New Cervelo Model

This is the new Cervelo model :

http://www.cyclingnews.com/photos/20...=live/DSC02027

from what I've heard the seatstays contribute very little to the
structure. the chainstays and seatube are strong enough that the bike
would be ridable without seatstays.

-Amit

What about braking force? I guess that works out to a tension on the
stays?

In article . com, Mike
Reed wrote:

What about braking force? I guess that works out to a tension on the
stays?


If the seatstays are truly superfluous, why doesn't Cervelo mount the
rear brake on the seattube and rid itself of the vestiges?

Luke

In article ,
Luke wrote:

In article . com, Mike
Reed wrote:

What about braking force? I guess that works out to a tension on the
stays?


If the seatstays are truly superfluous, why doesn't Cervelo mount the
rear brake on the seattube and rid itself of the vestiges?

Luke

That is a question best directed to the UCI. In short: the rules require
a diamond-frame bicycle (with a bunch of dimensional restrictions that
are too boring to explain). The seat stays are required for that reason.

--
Ryan Cousineau http://www.wiredcola.com/
"I don't want kids who are thinking about going into mathematics
to think that they have to take drugs to succeed." -Paul Erdos

wrote:
This is the new Cervelo model :

http://www.cyclingnews.com/photos/20...=live/DSC02027

from what I've heard the seatstays contribute very little to the
structure. the chainstays and seatube are strong enough that the bike
would be ridable without seatstays.

-Amit

I had a conversation w/ a local yet prominent framebuilder in CO,
regarding the use of carbon stays on otherwise non-carbon bikes. He
said that the reason no one expressed concerns over the potential for
bad glue jobs is that there's almost no stress on the seatstays and
therefore the junction doesn't have to be that strong.
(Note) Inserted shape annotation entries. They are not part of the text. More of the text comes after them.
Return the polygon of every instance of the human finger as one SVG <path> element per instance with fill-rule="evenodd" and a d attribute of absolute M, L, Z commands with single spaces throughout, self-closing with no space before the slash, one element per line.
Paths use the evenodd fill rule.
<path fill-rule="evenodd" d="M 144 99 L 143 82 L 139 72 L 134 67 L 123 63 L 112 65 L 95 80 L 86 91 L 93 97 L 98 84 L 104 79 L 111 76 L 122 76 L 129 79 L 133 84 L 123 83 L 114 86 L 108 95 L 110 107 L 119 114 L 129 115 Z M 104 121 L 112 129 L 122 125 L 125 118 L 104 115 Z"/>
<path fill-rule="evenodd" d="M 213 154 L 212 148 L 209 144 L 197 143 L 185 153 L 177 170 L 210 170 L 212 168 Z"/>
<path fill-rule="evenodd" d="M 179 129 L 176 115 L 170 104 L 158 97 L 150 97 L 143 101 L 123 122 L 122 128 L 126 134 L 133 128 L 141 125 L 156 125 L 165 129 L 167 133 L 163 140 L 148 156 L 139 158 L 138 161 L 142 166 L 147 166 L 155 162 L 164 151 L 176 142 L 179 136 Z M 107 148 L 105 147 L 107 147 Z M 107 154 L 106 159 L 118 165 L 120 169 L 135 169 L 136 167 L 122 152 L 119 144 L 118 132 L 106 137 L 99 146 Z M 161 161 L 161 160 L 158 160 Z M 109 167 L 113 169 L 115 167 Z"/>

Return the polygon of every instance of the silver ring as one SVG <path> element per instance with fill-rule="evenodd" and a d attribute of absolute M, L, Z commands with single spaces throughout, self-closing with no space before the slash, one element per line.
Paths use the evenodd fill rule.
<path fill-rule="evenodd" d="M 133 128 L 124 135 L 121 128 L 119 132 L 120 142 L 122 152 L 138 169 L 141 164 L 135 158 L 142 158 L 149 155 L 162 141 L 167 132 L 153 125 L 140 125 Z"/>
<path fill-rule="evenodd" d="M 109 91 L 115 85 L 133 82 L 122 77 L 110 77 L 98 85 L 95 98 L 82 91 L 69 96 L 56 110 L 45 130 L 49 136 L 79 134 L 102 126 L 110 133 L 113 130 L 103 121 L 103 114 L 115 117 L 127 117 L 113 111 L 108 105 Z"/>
It should follow that w/ sufficiently strong chainstays, the seatstays
are even less necessary if not completely superfluous.

In article
.com,
wrote:

This is the new Cervelo model :

http://www.cyclingnews.com/photos/20...=live/DSC02027

from what I've heard the seatstays contribute very little to the
structure. the chainstays and seatube are strong enough that the bike
would be ridable without seatstays.

Where have you heard this?

Consider an axis through the rear axle, directed fore-aft,
and parallel to the ground. Torque at the axle about this
axis is normally resisted by seat stays. Remove the seat
stays and that torque must be resisted by the joint at the
chain stays and the bottom bracket.

More generally, the two chain stays, two seat stays, seat
tube, and rear axle form a tetrahedron. In a tetrahedron
with rigid members the joints could be pinned without
compromising the strength of the structure, making the
tetrahedron an efficient spacial structure. Analogously,
a triangle of rigid members can be pinned at the joints
and yet be very strong in its plane. Contrast this with a
pinned square; it will flop around when subject to stress.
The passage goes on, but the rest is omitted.